"Please talk about what you know. You haven't the slightest idea what is going on in my mind," she rejoined, with a severe intonation; and turning to her cousin, and looking him straight in the face, she added:—

"And supposing I had, what of it?"

"Nothing," replied Don Alfonso, calmly. "How glad I should be if you had one worthy of you; but it seems to me that would not be very easy, considering what a nice girl you are, little coz!"

"Oh yes, I am an angel!" exclaimed the girl, in a sarcastic tone.

She remained a moment lost in thought, then, jumping up, left the room.

Miguel had been surprised by his sister's answer, not so much at the significance of her words as at the violent and scornful tone which till that time she had never used toward him. And stopping to think a moment, he was not slow to fathom what was passing through the girl's mind.

She came back again after a few moments, with smiling face, the same as before, and began to enliven the tertulia with her witticisms. She did not sit down, but kept moving about the room with the lithe grace and liveliness characteristic of her.
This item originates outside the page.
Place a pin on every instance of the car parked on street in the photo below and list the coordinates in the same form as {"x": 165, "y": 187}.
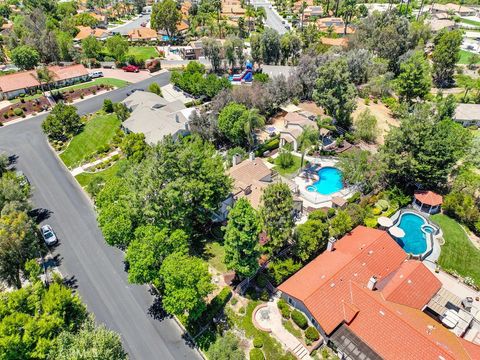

Miguel noticed, however, that there was too much excitement underneath her gayety: she went rapidly from one subject to another; she asked questions and answered them herself, and laughed boisterously at the slightest excuse. She sat down at the piano and began to play very loud; then she sang a romanza from an opera, and this she suddenly changed into a Spanish song, which she did not finish either. Then she quitted the piano to frolic with Maximina, whom she obliged to dance a polka whether she would or no; presently she accosted her brother and kissed him again and again, saying to Maximina:—

"You aren't jealous, are you now?"

Don Alfonso's eyes followed her in all these evolutions keenly and persistently, with a peculiar expression of gentle irony. Miguel noticed it, and made a slight gesture of dissatisfaction.